Yuengling, OTOH, was not in the old BAA but did join the craft-oriented B.A., but only last year- so, well aware of the "craft" definition and various controversies. Some early articles about Yuengling's entry even addressed the fact that they were not going to be listed as "craft". (Interestingly, "Non-craft" brewers can belong to the B.A., all the individual AB and MC breweries pay maximum dues, as do the CBA breweries, both Leinenkugel plants, etc. Sort of the reverse of Grocho Marx's “I don’t want to belong to any club that would accept me as one of its members.”)

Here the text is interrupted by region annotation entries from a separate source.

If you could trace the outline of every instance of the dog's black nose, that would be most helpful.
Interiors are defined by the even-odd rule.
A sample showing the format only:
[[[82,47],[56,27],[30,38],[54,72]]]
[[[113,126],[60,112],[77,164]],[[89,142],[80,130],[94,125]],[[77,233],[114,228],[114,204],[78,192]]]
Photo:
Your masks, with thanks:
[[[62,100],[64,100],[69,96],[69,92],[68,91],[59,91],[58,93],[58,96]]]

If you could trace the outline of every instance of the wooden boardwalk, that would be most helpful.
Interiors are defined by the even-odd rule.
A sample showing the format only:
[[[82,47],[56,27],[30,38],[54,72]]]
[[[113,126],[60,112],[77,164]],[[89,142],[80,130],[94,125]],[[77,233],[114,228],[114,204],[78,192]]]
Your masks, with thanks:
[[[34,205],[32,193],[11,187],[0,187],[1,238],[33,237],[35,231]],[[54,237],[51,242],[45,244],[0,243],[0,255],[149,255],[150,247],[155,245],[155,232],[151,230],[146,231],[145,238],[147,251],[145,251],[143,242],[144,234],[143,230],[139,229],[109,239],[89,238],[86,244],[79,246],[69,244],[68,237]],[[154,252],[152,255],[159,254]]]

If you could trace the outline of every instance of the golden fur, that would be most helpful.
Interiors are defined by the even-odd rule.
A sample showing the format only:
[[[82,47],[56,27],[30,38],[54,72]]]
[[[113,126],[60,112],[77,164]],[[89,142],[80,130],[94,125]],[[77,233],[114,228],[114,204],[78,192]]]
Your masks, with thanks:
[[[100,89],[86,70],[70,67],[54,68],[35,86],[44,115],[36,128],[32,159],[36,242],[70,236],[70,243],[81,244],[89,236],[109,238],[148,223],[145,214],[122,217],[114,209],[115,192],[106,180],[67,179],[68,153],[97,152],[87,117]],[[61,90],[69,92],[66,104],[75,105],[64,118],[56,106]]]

So, Yuengling's sizable barrelage - nearing 3m (so, alone over 20% the size of all "Craft") - is not counted in the annual BA Press Release. Unfortunately, last I looked I can no longer find any of the references to Yuengling's refusal/denial of the "craft" designation (compounded by the unavailability of the old forums).
Also, even if one were to accept the B.A.'s definition of "Traditional", Schell brews numerous beers that fit that "no corn/rice = traditional". Yuengling does not brew any, using corn grits in all it's beers. Obviously, if Gambrinus' Spoetzl's flagship Shiner Bock can get the "corn used to enhance, not lighten" ruling, Yuengling probably could have, too.
You should do that for Germany too. It'll rule out a LOT of the stuff you're getting offered as high priced import beer.